Avery Dennison Corporation says that it has doubled its share of sales in emerging markets over the past five years, and that revenue from Asia, Latin America and Eastern Europe currently represent more than 20 percent of Avery’s total sales. Those were the words of Dean Scarborough, president and CEO, to a gathering of securities analysts and institutional investors last month in Los Angeles, CA, USA.
Company leaders provided an update on Avery Dennison’s growth strategies and operations at the meeting. These included reviews and projections for the pressure sensitive materials business, office products business, retail information services business, and specialty materials and converting businesses.
Scarborough highlighted the progress to date for Avery Dennison’s new RFID business, stating that “similar to the emerging markets today, RFID will one day represent an entirely new platform for growth.” He announced that global consumer products manufacturer Kimberly-Clark recently selected Avery Dennison as its supplier for Gen 2 inlays, which are the industry’s current standard for RFID labels. As previously announced, the company is targeting approximately $10 million in revenue from RFID inlays this year, including sales related to Kimberly-Clark’s implementation plans, as well as those of other end users and converters expected to be announced in the coming months.

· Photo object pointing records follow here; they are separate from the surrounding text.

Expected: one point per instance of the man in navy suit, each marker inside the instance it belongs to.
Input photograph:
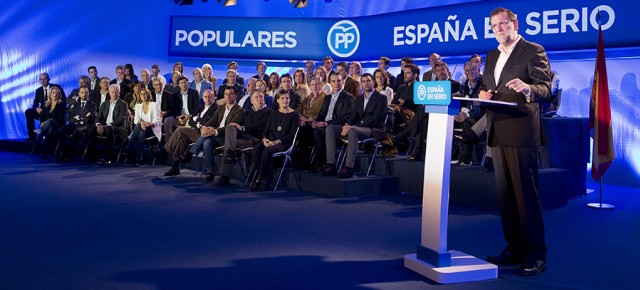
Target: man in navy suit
(517, 71)
(366, 121)
(42, 94)
(81, 116)
(336, 109)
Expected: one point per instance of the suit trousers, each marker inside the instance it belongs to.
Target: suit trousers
(169, 125)
(355, 134)
(516, 171)
(235, 140)
(180, 140)
(31, 115)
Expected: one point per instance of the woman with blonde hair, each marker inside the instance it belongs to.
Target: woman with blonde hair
(147, 122)
(51, 119)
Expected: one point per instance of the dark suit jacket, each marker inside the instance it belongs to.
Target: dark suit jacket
(193, 102)
(236, 115)
(81, 112)
(341, 111)
(517, 126)
(167, 96)
(39, 99)
(125, 86)
(205, 118)
(256, 121)
(236, 87)
(57, 114)
(372, 116)
(120, 113)
(405, 92)
(428, 76)
(352, 86)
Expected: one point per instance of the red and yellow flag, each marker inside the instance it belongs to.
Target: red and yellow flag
(600, 116)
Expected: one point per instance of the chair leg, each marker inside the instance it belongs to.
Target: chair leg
(287, 159)
(249, 175)
(373, 158)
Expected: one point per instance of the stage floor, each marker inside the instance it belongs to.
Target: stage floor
(81, 226)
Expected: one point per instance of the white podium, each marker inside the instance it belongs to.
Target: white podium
(433, 259)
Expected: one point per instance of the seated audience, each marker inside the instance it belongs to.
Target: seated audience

Avery Dennison “has targeted a market share goal of 30 percent by the end of 2006, which should eventually translate into a business contributing hundreds of millions of dollars of revenue annually.” He also outlined the company’s competitive advantages in the RFID marketplace, including its proprietary high speed manufacturing capability for inlays and its extensive network of existing relationships with label converters that will supply RFID tags to end users.